- 1Department of Computer Science, Luddy School of Informatics, Computing, and Engineering, Indiana University Bloomington, Bloomington, IN, United States
- 2Department of Chemistry and Biochemistry, Texas Tech University, Lubbock, TX, United States
The retention time provides critical information for glycan annotation and quantification from the Liquid Chromatography Mass Spectrometry (LC-MS) data. However, the variation of the precise retention time of glycans is highly dependent on the experimental conditions such as the specific separating columns, MS instruments and/or the buffer used. This variation hampers the exploitation of retention time for the glycan annotation from LC-MS data, especially when inter-laboratory data are compared. To incorporate the retention time of glycan across experiments, Glucose Unit Index (GUI) can be computed using the dextrin ladder as internal standard. The retention time of glycans are then calibrated with respect to glucose units derived from dextrin ladders. Despite the successful application of the GUI approach, the manual calibration process is quite tedious and often error prone. In this work, we present a standalone software tool GlycanGUI, with a graphic user interface to automatically carry out the GUI-based glycan annotation/quantification and subsequent data analysis.

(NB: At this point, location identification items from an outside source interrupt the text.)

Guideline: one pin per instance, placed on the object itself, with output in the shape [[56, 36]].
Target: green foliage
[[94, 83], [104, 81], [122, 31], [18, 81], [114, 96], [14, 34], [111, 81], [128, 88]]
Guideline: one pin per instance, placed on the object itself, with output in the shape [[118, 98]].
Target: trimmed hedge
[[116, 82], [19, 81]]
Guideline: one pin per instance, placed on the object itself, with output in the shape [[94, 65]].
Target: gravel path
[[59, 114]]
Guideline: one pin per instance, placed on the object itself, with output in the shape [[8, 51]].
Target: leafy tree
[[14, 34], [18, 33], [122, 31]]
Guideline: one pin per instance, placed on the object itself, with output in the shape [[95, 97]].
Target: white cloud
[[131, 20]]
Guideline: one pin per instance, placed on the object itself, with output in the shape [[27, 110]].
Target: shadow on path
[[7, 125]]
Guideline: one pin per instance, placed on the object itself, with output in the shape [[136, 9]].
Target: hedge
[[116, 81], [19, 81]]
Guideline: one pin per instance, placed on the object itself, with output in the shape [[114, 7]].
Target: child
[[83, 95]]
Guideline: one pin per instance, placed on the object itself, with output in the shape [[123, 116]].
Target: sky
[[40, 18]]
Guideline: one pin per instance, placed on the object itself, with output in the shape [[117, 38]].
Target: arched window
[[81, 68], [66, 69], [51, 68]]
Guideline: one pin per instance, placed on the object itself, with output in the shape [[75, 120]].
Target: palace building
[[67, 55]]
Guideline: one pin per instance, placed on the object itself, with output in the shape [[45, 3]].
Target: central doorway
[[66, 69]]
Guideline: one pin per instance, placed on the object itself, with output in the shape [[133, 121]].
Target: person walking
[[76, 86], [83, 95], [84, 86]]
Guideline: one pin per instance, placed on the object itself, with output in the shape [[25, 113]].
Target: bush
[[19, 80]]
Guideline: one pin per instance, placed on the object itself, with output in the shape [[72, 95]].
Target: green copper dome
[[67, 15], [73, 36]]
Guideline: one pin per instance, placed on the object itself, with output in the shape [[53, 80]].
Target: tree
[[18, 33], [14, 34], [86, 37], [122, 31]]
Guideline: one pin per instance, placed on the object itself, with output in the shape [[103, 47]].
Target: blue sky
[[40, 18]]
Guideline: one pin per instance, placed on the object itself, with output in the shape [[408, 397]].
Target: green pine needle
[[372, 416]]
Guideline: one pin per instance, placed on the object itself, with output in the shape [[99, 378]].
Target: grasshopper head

When tested on experimental data, GlycanGUI reported accurate GUI values compared with manual calibration, and thus is ready to be used for automated glycan annotation and quantification using GUI.
1 Introduction
Glycosylation is a post-translational modification that plays critical roles in important biological processes such as immune response, cellular differentiation/adhesion and host-pathogen interactions (Varki et al., 2009). The aberrant alteration of glycan structure is implicit with malfunction of cells and possesses potential significance for the medical diagnosis of complex human diseases such as cancer (Ohtsubo and Marth, 2006; Pinho and Reis, 2015; Stowell et al., 2015). The Liquid Chromatography coupled Mass Spectrometry (LC-MS) is one of the most widely used techniques for glycan analysis due to its high sensitivity and throughput (Pabst and Altmann, 2011). For a chromatography, the elution order of glycans is consistent and reproducible among experiments. Hence, the retention time is often used to assess the separation of glycans and to assist glycan identification (Pabst and Altmann, 2011). However, the precise retention time of a specific glycan may vary widely depending on the experimental conditions such as the separating columns, MS instruments and/or the buffer used. This variation hampers the interpretation of LC-MS/MS data, especially when inter-laboratory data are compared without any calibrations.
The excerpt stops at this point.